Summary: A trilogy of sermons based on Psalms 22-24
"THE CROSS, THE CROOK & THE CROWN"
Pt. 2 - The Shepard's Crook
Psalm 23:1 A Psalm of David. The LORD is my shepherd; I shall not want.
2 He maketh me to lie down in green pastures: he leadeth me beside the still waters.
3 He restoreth my soul: he leadeth me in the paths of righteousness for his name's sake.
4 Yea, though I walk through the valley of the shadow of death, I will fear no evil: for thou art with me; thy rod and thy staff they comfort me.
5 Thou preparest a table before me in the presence of mine enemies: thou anointest my head with oil; my cup runneth over.
6 Surely goodness and mercy shall follow me all the days of my life: and I will dwell in the house of the LORD forever.
Introduction: Psalms 22-24 are Messianic in their content and are an appropriate study in light of how close we are to our celebration of the Lord's Passion. Each of these three Psalms has a different focus which we shall explore over the next three weeks. The first is entitled "The Savior's Cross; the second, "The Shepherd's Crook", and the third, The Sovereign's Crown!" What comes to your mind when you think of a shepherd? A hillside with a green pasture, with sheep lazily grazing while a faithful shepherd stands guard over them? That's probably where most of us are this morning. When David composed this psalm he was certainly drawing upon his own experience from the many times he had kept his father Jesse's sheep. The first time we are introduced to him this is his occupation as the prophet Samuel calls for him to be anointed king of Israel while he is still a shepherd boy. For 3,000 years this metaphor of a shepherd and sheep has been a part of the collective consciousness of the Christian church. Untold thousands have drawn comfort from it and it is most likely the first Scripture that most of you can remember from your child hood. But for David this was more than just a reminder of his former occupation, it was much more personal than that; he states that the "...Lord is my shepherd..." It was intensely personal for David as it may be for some of you also. What can we learn about this theme today? First, it needs to be noted that Psalm 23 is not the only time that the Lord is referred to as a shepherd. It is a very powerful theme in the NT as well. Three stand out: Turn with me to
I. THE GOOD SHEPHARD
John 10:11 I am the good shepherd: the good shepherd giveth his life for the sheep.

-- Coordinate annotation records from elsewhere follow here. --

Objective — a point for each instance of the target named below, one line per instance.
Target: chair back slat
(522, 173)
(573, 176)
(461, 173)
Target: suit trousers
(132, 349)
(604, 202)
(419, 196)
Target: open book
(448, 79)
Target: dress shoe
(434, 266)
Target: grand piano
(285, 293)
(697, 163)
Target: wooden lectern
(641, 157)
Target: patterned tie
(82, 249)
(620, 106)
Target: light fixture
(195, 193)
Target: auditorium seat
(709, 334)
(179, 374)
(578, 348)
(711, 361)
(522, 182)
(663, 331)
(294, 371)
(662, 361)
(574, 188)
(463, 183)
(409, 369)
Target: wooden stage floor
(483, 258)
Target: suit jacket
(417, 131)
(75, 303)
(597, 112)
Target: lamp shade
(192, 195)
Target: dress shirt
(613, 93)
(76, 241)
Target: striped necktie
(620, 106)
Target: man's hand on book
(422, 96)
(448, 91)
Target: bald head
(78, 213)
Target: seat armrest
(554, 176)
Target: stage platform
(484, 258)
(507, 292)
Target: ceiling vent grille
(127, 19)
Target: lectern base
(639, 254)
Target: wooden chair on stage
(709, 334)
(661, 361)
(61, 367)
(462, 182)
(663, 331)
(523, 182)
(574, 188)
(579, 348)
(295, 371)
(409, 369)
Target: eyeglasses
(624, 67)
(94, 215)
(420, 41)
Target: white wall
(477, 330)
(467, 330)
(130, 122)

a. The beauty of His character
In the original an article is used before each subject so a literal reading would be "I am the shepherd, the good one." The implications are that there are other shepherds who are not good. He mentions earlier that there are "strangers, thieves and robbers" who come but the sheep will not hear or follow them.
b. The blessings of His conduct
Jesus declares that the good shepherd "lays (giveth) down His life for the sheep" He does this because He cares for the sheep.
John 10:12 But he that is an hireling, and not the shepherd, whose own the sheep are not, seeth the wolf coming, and leaveth the sheep, and fleeth: and the wolf catcheth them, and scattereth the sheep.
13 The hireling fleeth, because he is an hireling, and careth not for the sheep.
He goes on to say that He does this voluntarily of His own volition. No man takes His life from Him and once He lays it down, He has the power to "take" it up again! (An obvious reference to the resurrection)
John 10:18 No man taketh it from me, but I lay it down of myself. I have power to lay it down, and I have power to take it again. This commandment have I received of my Father.
Five times Jesus makes it plain that He is voluntarily giving His life "for" (as a substitute) for the sheep. Jesus gives His life so that the sheep can be saved (verse 9) and so He can "bring" all the sheep into the fold, even the "other sheep" of verse 16!
John 3:16 For God so loved the world, that he gave his only begotten Son, that whosoever believeth in him should not perish, but have everlasting life.
ILL - WANDERING OFF
Dr. Andrew Bonar told me how, in the Highlands of Scotland, a sheep would often wander off into the rocks and get into places that they couldn't get out of. The grass on these mountains is very sweet and the sheep like it, and they will jump down ten or twelve feet, and then they can't jump back again, and the shepherd hears them bleating in distress. They may be there for days, until they have eaten all the grass. The shepherd will wait until they are so faint they cannot stand, and then they will put a rope around him, and he will go over and pull that sheep up out of the jaws of death. "Why don't they go down there when the sheep first gets there?" I asked. "Ah!" He said, "they are so very foolish they would dash right over the precipice and be killed if they did!" And that is the way with men; they won't go back to God till they have no friends and have lost everything. If you are a wanderer I tell you that the Good Shepherd will bring you back the moment you have given up trying to save yourself and are willing to let Him save you His own way.